The directing attorney is Arlene B. Mayerson.

== History ==
=== 1980s ===
DREDF's early efforts focused on:

- Alliances with national civil rights leadership
- Preventing the Reagan administration's Task Force on Regulatory Relief's attempts to deregulate Section 504 of the Rehabilitation Act of 1973

=== 1990s ===
Following the passage of the ADA, DREDF focused on preserving the law and shaping its implementation by providing nationwide training and technical assistance, as well as writing and publishing a legal series that presented ADA legislative history and commentary. In a series of cases, DREDF won the right of children with disabilities who require healthcare assistance (such as diabetes and asthma) to receive such assistance in pre-school and recreational settings.

In an effort to promote community integration, DREDF works with community and legal groups to challenge the institutionalization of disabled residents at San Francisco's Laguna Honda Hospital and to create community-based alternatives. Other ADA litigation has opened movie theaters, hotels, banking services, and gas stations to disabled individuals.
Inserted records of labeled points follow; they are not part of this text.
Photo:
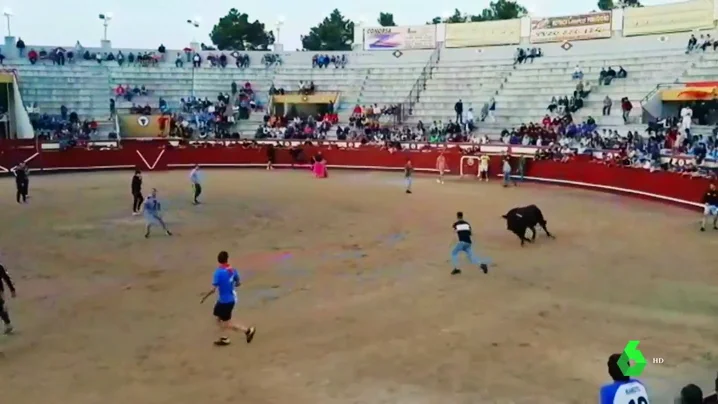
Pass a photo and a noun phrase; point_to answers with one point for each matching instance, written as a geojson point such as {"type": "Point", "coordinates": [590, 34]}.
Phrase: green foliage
{"type": "Point", "coordinates": [334, 33]}
{"type": "Point", "coordinates": [386, 20]}
{"type": "Point", "coordinates": [235, 32]}
{"type": "Point", "coordinates": [497, 10]}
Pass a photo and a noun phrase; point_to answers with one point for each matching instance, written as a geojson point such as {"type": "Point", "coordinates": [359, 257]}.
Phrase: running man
{"type": "Point", "coordinates": [622, 389]}
{"type": "Point", "coordinates": [710, 199]}
{"type": "Point", "coordinates": [225, 280]}
{"type": "Point", "coordinates": [22, 182]}
{"type": "Point", "coordinates": [152, 211]}
{"type": "Point", "coordinates": [441, 166]}
{"type": "Point", "coordinates": [137, 197]}
{"type": "Point", "coordinates": [484, 167]}
{"type": "Point", "coordinates": [463, 232]}
{"type": "Point", "coordinates": [196, 186]}
{"type": "Point", "coordinates": [522, 168]}
{"type": "Point", "coordinates": [408, 172]}
{"type": "Point", "coordinates": [4, 314]}
{"type": "Point", "coordinates": [507, 170]}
DREDF represented Members of Congress in cases involving the definition of disability under the ADA. Continuing its commitment to IDEA implementation, DREDF secured court judgments that established a national precedent for the full inclusion of children with disabilities in regular classes in Holland v. Sacramento City School District and established educational rights for children with disabilities in East Palo Alto, California. As interest in disability rights gained international momentum, disability rights leaders from 17 countries invited legal and policy staff to consult and collaborate on strategies for advancing policy in their countries.

=== 2000s ===
Other litigation succeeded in requiring the U.S. Social Security Administration to provide all notices to beneficiaries in alternative formats.